I’ve never had trouble getting cursor or copilot to chat with me about solutions first before making changes

Never had any trouble.... and then they lived together happy forever.

tobyhinloopen • 2 days ago

You can totally do that. Just tell it to.

If you want an LLM to do something, you have to explain it. Keep a few prompt docs around to load every conversation.

artursapek • 2 days ago

I do this all the time with Claude Code. I’ll accept its changes, make adjustments, then tell it what I did and point to the files or tell it to look at the diff.

Pair programming requires communicating both ways. A human would also lose context if you silently changed their stuff.

haneul • 2 days ago

Hmm you can tweak fine these days without messing up context. But, I run in “ask mode” only, with opus in claude code and o3 max in cursor. I specifically avoid agent mode because, like in the post, I feel like I gain less over time.

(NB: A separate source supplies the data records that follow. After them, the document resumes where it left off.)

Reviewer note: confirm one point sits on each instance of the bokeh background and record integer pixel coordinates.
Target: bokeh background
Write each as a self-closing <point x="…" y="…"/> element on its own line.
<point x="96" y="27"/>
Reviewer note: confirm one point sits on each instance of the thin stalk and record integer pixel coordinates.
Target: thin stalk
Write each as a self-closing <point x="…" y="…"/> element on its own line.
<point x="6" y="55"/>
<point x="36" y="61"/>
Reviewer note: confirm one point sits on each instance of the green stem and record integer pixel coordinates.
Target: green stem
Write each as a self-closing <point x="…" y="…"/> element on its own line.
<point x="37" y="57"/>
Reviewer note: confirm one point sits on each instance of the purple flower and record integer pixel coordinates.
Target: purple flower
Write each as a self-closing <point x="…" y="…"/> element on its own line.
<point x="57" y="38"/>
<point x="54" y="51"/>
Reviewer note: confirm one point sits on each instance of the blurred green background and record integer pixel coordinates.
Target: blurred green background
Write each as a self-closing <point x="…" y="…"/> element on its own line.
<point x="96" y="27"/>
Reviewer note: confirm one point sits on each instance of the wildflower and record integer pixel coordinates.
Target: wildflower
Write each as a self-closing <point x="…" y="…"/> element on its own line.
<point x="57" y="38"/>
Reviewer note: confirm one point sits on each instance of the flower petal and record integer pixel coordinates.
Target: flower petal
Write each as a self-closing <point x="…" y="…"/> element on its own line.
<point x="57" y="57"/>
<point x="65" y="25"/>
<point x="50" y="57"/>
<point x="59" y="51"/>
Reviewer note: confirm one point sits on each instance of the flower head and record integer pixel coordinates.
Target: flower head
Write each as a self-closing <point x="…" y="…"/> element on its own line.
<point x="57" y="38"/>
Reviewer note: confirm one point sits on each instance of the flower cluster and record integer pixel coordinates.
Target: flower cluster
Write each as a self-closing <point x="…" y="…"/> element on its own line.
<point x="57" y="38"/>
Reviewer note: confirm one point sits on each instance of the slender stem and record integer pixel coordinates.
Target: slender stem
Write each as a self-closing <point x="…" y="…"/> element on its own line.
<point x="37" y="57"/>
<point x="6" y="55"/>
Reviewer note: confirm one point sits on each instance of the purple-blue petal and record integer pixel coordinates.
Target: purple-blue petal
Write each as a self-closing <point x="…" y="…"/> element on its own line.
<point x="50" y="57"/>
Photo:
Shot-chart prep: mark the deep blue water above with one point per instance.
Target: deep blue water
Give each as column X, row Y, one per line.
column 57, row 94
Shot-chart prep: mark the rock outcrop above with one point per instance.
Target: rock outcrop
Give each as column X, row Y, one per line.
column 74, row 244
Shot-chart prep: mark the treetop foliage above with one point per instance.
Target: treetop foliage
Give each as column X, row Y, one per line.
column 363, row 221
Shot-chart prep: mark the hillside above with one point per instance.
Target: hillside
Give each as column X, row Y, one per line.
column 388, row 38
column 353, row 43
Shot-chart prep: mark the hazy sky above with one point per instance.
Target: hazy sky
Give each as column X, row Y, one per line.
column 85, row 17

I infrequently tab complete. I type out 80-90% of what is suggested, with some modifications. It does help I can maintain 170 wpm indefinitely on the low-medium end.

Keeping up with the output isn’t much an issue at the moment given the limited typing speed of opus and o3 max. Having gained more familiarity with the workflow, the reading feels easier. Felt too fast at first for sure.

My hot take is that if GitHub copilot is your window into llms, you’re getting the motel experience.

1 reply

catlifeonmars • 2 days ago

> My hot take is that if GitHub copilot is your window into llms, you’re getting the motel experience.

I’ve long suspected this; I lean heavily on tab completion from copilot to speed up my coding. Unsurprisingly, it fails to read my mind a large portion of the time.

Thing is, mind reading tab completion is what I actually want in my tooling. It is easier for me to communicate via code rather than prose, and I find the experience of pausing and using natural language to be jarring and distracting.

Writing the code feels like a much more direct form of communicating my intent (in this case to the compiler/interpreter). Maybe I’m just weird; and to be honest I’m afraid to give up my “code first” communication style for programming.

Edit: I think the reason why I find the conversational approach so difficult is that I tend to think as I code. I have fairly strong ADHD and coding gives me appropriate amount of stimulation to do design work.

1 reply

maleldil • 2 days ago

Take a look at aider's watch mode. It seems like a bridge for code completion with more powerful models than Copilot.

https://aider.chat/docs/usage/watch.html

1 reply

catlifeonmars • 2 days ago

Thank you! I will check it out

pbhjpbhj • 2 days ago

I've asked for hints/snippets to give ideas and then implemented what I wanted myself (not commercially). Worked OK for me.